Les sanctions sont une question complexe. ll faut qu’elles soient cohérentes, logiques et surtout appliquées ! L’Union européenne a sanctionné Moscou dès 2014 suite aux événements en Ukraine. La Russie a immédiatement répliqué par des sanctions contre les Européens. […] Le danger des sanctions est qu’elles sont utilisées par Poutine à des fins internes, pour se maintenir au pouvoir, en construisant le mythe d’un ennemi externe.

Comment le pouvoir est-il organisé depuis la réélection de M. Poutine en 2012 ?

Tout est dit par le nombre de lois (une cinquantaine depuis 2012) et leur chronologie. Cela montre cette frénésie législative au cours de laquelle tous les mois s’ajoutait une nouvelle loi bloquant une nouvelle liberté d’expression et de critique. Ces lois n’interdisent pas les activités politiques ou les médias libres mais elles interdisent toute expression de doute ou d’analyse critique du passé, du présent ou de l’avenir.

Observez-vous un recul de la contestation du pouvoir en place ?

Ces lois sont introduites de manière insidieuse, au compte-gouttes, du coup les gens n’en ressentent pas tout de suite les effets. C’est l’interdiction de penser différemment qui devient la doctrine. D’abord, ce sont les organisations pour les droits humains qui ont été déclarées comme « agent de l’étranger », puis les médias. Maintenant, c’est au tour des blogueurs. Il y a aussi un grand arsenal de loi contre l’« extrémisme ». Il ne s’agit évidemment en aucun cas d’extrémisme violent mais d’extrémisme de la pensée qui permet d’inclure absolument tout. Par exemple, un jeune homme a été condamné à de la prison avec sursis pour avoir joué au Pokémon go à l’église. Mais il y a une constante : ces arrestations visent toujours de près ou de loin les contestataires. 42 organisations des droits humains ont été fermées et 12 sont en procédure de fermeture.

Quelles peuvent être les conséquences de cet isolement de la société et du pouvoir russes sur la scène internationale ?

Ces lois ne visent pas que la société civile, elles visent aussi la population. Maintenant, tous les membres des forces armées, de la police, des pompiers ont interdiction de quitter le territoire de la Russie. Ils n’ont plus le droit de voyager à l’extérieur. Officiellement, par peur d’être arrêtés par les ennemis de la Russie. Vu la taille du pays, il s’agit de millions de personnes qui ne peuvent plus sortir. De même, le ministère des affaires étrangères russe indique sur son site qu’il est déconseillé aux citoyens russes de se rendre en UE ou aux Etats-Unis parce qu’il y a un grand risque d’être arrêté. Donc le moindre échange d’information risque d’être interprété comme un agissement à la solde d’agents étrangers.

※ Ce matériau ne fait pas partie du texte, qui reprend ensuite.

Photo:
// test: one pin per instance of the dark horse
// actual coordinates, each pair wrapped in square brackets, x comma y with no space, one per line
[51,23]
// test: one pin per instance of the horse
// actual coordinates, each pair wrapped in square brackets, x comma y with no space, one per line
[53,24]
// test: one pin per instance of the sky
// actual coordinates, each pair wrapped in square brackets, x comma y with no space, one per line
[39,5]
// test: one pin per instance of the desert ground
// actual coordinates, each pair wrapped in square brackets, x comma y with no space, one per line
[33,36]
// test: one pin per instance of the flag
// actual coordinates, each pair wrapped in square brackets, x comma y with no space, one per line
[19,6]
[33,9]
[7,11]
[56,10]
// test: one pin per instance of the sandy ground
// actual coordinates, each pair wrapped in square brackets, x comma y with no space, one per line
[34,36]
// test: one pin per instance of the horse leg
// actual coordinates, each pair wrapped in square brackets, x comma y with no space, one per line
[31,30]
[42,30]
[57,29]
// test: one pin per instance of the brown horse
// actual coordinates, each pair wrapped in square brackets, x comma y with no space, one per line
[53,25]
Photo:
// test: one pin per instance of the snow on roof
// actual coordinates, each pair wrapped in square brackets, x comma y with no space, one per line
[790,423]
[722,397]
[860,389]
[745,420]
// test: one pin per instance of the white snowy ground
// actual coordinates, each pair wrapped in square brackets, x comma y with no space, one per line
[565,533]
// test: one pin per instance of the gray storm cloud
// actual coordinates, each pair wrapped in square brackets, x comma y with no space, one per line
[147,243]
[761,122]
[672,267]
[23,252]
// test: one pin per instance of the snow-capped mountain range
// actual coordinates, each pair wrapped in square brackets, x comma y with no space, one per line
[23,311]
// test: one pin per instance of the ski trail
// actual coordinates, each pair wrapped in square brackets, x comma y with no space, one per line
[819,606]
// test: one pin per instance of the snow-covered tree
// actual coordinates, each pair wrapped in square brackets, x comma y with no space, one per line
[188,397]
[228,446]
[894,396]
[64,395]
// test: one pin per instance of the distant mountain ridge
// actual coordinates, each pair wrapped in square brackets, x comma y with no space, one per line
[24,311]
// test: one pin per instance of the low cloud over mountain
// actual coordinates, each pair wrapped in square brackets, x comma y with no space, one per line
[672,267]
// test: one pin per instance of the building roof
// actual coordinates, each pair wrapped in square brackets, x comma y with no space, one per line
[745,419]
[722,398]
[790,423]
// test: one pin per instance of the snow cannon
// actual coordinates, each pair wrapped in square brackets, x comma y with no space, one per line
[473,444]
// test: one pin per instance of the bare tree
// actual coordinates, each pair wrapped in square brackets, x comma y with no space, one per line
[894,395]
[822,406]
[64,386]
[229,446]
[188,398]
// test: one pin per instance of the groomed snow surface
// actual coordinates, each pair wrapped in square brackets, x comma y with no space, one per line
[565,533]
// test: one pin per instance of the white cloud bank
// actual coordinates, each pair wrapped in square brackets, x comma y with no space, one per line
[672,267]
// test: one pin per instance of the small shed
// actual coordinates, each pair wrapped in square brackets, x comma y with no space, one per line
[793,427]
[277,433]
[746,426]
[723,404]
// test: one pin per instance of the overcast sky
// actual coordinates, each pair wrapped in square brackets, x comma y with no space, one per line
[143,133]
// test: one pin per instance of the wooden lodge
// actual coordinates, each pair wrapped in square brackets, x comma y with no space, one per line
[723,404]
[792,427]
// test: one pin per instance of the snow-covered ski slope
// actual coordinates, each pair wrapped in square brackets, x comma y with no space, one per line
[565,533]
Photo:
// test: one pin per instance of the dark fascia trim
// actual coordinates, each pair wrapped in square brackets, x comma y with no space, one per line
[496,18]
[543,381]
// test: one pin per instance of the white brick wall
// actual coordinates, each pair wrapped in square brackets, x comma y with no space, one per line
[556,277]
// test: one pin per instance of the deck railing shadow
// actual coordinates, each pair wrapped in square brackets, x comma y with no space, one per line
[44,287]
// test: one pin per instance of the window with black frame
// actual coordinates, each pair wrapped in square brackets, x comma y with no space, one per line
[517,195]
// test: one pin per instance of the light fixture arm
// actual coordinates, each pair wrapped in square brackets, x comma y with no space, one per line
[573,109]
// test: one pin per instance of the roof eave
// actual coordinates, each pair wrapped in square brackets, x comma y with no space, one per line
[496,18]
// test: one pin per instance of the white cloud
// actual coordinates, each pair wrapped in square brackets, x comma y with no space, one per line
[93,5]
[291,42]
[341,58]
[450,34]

On est en réalité face à un régime en stagnation, en proie à une crise de légitimité évidente en interne et en externe. Pour subsister, ce régime n’a pas d’autre choix que de cultiver des ennemis externes et internes. C’est pour cela que, malgré toutes les horreurs qui se passent en Ukraine et en Syrie, il est important de braquer les projecteurs sur ce qui se passe à l’intérieur du pays, parce que ça reste probablement l’enjeu le plus important pour le régime.

Le peuple russe vote pour une élection au résultat sans surprise. Dans quel climat ces élections se déroulent-elles ?Quel type de fraudes craignez-vous ?

Les candidats de l’opposition sont ceux qui disent uniquement ce qu’ils ont le droit de dire. Pour ce qui est des fraudes, des régions ont déjà publié les résultats de participation du fait d’un bug informatique. Des résultats pour des élections qui n’avaient pas encore eu lieu ! Mais je pense que ce n’est pas ça le plus important. Je pense que le plus important, c’est ce climat de répression, de censure et d’autocensure, le nombre de prisonniers politiques et d’assassinats politiques à l’intérieur comme à l’extérieur de la Russie qui montrent la vraie nature de ces élections.